KATANA(GT79B)-since 2019-

2019年式KATANA

「A Cut Above」

19年の時を経て復活し話題独り占め状態のKATANA/GT79B型。

カタナブランド恐るべしと言えるわけですが、型式からも分かる通り基本的にパワーユニットに関してはGSX-S1000とほぼ同じ。

GSX-S1000とKATANA「ストリートだろうがトップパフォーマーは譲らない」

というGSX-R1000譲りの148馬力エンジンで

・ブレンボキャリパー

・ABS&3モードトラコン

・ローRPMアシスト

など最新装備も変わらず。

ついでにいうと排気系も変わっていない様なのでGSX-S1000同様に社外マフラーが不要なほど良い音を出すかと。

2019刀じゃあ何処が違うのかというと説明するまでも無いけど外装ですね。

ストリートファイター感を出しつつもKATANAに見えるデザインなんですが、コレはスズキが一からデザインしたものではなくイタリアの企画がキッカケ。

『イタリアスズキ』

『モトチクリスモ(伊バイク誌)』

『フラスコーリ(伊デザイナー)』

『エンジンズEng(伊ビルダー)』

が協力して製作し2017年のミラノモーターショーに出品したKATANA3.0とよばれるモデルがベースです。

カタナ3.0※Motociclismoより

もともとスズキ(というか開発陣)は新しいカタナをメディアに問われる度に

「ベース車や技術進歩との兼ね合いで立ち上がっては満足のいくものが出来ず経ち消えになる事を繰り返している」

と話されていました。

そんな中で出てきたこの3.0がスズキの目に止まりプロジェクトが正式に本格始動。

カタナ3.0スケッチ恐らくトップダウンでの決定でしょうね。

とはいえKATANA3.0はあくまでもユーザビリティを考慮していないショーモデルなので製品化するとなるとそりゃもう大変な話なんですが、それを量販車としてここまで纏め上げたのはスズキ技術者の妙技というほかないです。

カタナのタンク中でも苦労が見て取れるのがカタナのアイデンティティでもある鋭い切れ込みが入ったコンパクトなタンク。

これほどの造形をプレスで大量生産するのは不可能なので燃料タンクの上からプラカバーを被せる形になってるんですが、問題はそれだけではなく吸気にあります。

GSX1100Sのエアクリーナーボックス先代にあたるGSX1100Sのエアクリーナーはボックスはここにあります。

それに対してKATANAはここ。

KATANAのエアクリーナーボックスこれはもともとの設計がスーパースポーツでパワーを稼ぐためダウンドラフト吸気にされているから。

こうやって見ると如何に燃料タンクの余裕が無いかが分かるかと思います。

フューエルタンク容量だから実はこのKATANAは股下の部分まで燃料タンク。
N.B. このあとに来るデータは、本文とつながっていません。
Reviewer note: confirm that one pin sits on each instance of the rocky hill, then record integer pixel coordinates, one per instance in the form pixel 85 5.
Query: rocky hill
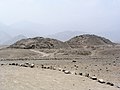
pixel 88 40
pixel 39 43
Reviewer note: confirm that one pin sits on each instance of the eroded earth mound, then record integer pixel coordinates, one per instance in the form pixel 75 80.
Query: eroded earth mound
pixel 39 43
pixel 88 40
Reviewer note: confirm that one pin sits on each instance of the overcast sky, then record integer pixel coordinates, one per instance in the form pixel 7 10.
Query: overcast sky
pixel 89 15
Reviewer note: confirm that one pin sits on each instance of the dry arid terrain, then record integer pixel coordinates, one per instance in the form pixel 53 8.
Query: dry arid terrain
pixel 95 67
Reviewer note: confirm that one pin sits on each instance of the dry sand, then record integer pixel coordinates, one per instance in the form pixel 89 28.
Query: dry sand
pixel 104 63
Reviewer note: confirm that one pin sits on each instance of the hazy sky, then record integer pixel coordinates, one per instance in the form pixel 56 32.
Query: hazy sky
pixel 90 15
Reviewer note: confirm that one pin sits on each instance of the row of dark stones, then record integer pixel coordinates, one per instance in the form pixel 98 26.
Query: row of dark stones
pixel 14 59
pixel 81 74
pixel 21 65
pixel 65 71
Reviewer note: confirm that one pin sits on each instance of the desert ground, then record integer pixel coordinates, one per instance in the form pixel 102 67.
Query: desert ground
pixel 49 72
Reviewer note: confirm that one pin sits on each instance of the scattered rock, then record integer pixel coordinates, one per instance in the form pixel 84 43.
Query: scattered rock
pixel 93 78
pixel 101 81
pixel 109 83
pixel 32 65
pixel 59 69
pixel 81 74
pixel 67 72
pixel 74 61
pixel 86 74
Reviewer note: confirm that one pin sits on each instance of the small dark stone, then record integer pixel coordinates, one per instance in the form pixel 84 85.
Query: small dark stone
pixel 109 83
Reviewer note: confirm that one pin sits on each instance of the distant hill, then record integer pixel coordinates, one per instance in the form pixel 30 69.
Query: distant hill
pixel 65 35
pixel 86 40
pixel 14 39
pixel 39 43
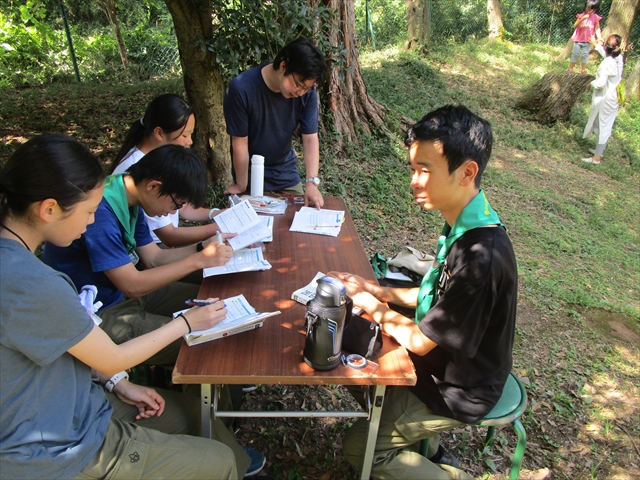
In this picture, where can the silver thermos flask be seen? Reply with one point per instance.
(325, 321)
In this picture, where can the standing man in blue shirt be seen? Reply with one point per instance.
(263, 107)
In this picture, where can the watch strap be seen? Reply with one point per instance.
(113, 381)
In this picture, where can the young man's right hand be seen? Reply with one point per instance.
(202, 318)
(215, 254)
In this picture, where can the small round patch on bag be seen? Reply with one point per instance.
(356, 361)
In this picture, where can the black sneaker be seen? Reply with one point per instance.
(257, 461)
(445, 458)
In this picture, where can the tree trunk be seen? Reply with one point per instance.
(204, 85)
(494, 12)
(553, 96)
(633, 83)
(344, 91)
(109, 8)
(419, 25)
(620, 19)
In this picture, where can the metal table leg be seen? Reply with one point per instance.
(372, 435)
(205, 410)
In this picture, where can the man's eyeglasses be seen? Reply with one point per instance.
(177, 205)
(301, 86)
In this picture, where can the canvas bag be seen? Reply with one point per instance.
(412, 259)
(362, 337)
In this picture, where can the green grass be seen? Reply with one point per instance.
(575, 228)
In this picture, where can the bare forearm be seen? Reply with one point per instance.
(405, 297)
(403, 329)
(100, 353)
(311, 153)
(188, 212)
(142, 282)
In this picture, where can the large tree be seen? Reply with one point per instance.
(620, 19)
(345, 93)
(418, 21)
(193, 22)
(494, 12)
(633, 83)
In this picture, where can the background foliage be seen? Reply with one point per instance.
(247, 32)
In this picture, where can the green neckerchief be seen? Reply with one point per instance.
(116, 195)
(478, 213)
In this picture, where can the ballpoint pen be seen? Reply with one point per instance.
(199, 303)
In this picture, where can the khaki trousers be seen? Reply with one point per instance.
(404, 422)
(165, 446)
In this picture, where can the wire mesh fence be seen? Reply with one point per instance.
(154, 61)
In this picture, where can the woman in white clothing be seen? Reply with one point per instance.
(604, 103)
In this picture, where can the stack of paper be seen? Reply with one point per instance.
(321, 222)
(245, 260)
(240, 317)
(268, 221)
(268, 205)
(243, 220)
(305, 294)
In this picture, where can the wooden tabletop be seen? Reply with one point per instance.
(273, 354)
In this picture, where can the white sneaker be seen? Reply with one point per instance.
(590, 160)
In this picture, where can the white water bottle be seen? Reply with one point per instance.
(257, 176)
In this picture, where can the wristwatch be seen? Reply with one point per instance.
(314, 180)
(113, 381)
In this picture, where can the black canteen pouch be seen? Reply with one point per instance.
(361, 336)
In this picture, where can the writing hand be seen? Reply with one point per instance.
(216, 254)
(202, 318)
(312, 196)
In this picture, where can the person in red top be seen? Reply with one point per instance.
(586, 27)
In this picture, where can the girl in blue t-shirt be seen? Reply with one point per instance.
(57, 420)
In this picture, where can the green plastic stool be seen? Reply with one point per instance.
(509, 409)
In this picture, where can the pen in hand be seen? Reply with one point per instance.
(199, 303)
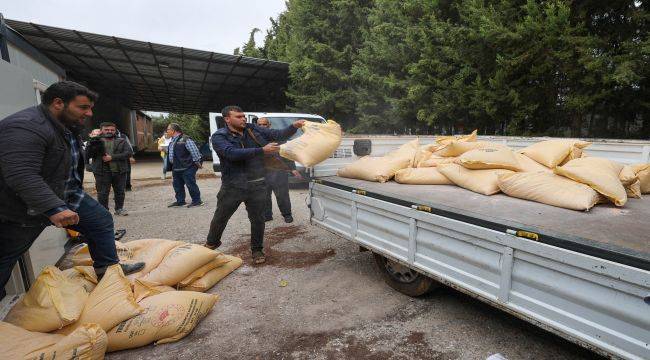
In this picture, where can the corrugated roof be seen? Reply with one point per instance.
(155, 77)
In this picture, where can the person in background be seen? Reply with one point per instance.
(163, 147)
(110, 156)
(41, 180)
(184, 160)
(277, 181)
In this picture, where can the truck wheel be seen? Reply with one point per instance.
(404, 279)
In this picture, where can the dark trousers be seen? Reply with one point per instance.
(182, 178)
(95, 222)
(228, 200)
(277, 182)
(103, 184)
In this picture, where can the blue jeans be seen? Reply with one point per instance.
(182, 178)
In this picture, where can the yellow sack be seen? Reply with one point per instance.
(82, 275)
(110, 303)
(601, 174)
(200, 272)
(143, 289)
(318, 143)
(455, 149)
(489, 158)
(88, 342)
(551, 153)
(180, 262)
(51, 303)
(379, 169)
(481, 181)
(435, 160)
(421, 176)
(550, 189)
(167, 317)
(214, 276)
(527, 164)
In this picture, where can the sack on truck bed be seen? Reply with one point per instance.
(214, 276)
(167, 317)
(53, 302)
(88, 342)
(318, 143)
(550, 189)
(480, 181)
(421, 176)
(110, 303)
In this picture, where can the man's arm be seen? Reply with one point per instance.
(21, 157)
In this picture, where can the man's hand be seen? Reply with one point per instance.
(300, 123)
(271, 148)
(64, 218)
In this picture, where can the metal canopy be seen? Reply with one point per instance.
(155, 77)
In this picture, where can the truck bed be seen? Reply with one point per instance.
(616, 234)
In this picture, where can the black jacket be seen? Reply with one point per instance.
(34, 163)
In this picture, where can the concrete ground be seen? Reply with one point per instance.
(335, 306)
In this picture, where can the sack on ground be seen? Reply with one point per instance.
(180, 262)
(550, 189)
(200, 272)
(379, 169)
(167, 317)
(318, 143)
(110, 303)
(599, 173)
(421, 176)
(480, 181)
(88, 342)
(489, 158)
(53, 302)
(82, 275)
(551, 153)
(214, 276)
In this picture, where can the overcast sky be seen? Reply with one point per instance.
(218, 25)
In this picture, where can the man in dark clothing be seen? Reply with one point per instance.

そこまでやって何とか12Lの容量を稼いでる。

つまり燃料容量が少ないのもKATANAデザインを最優先にした結果なんですね。

これは細く短いシートカウル部にも言えることで、極限まで薄くするためシート下はもう本当にSSよりぎゅうぎゅう詰め。

KATANAのシート下車載工具も最小限だし、このためにバッテリーもS1000からワンサイズ小さい(背の低い)ものにわざわざ変更している。

※スズキ公式ショップブログより

経緯が経緯なだけあって正直ここまでデザイン優先で思い切りというか、割り切りの良い造りをしているのはスズキ車としてはもちろん日本車全体で見ても相当珍しい。

KATANAのフェンダーこの超ローマウントかつターンシグナル付きのフェンダーも凄い。

そんな割り切った造りをしているKATANAなんですが、もちろん見た目だけではなくファンライディングの為の配慮もあります。

スロットルグリップに備え付けられているワイヤーガイドを楕円形状にすることで開け始めは穏やかながら更に開けていくと気持ちよく吹け上がるようにした事。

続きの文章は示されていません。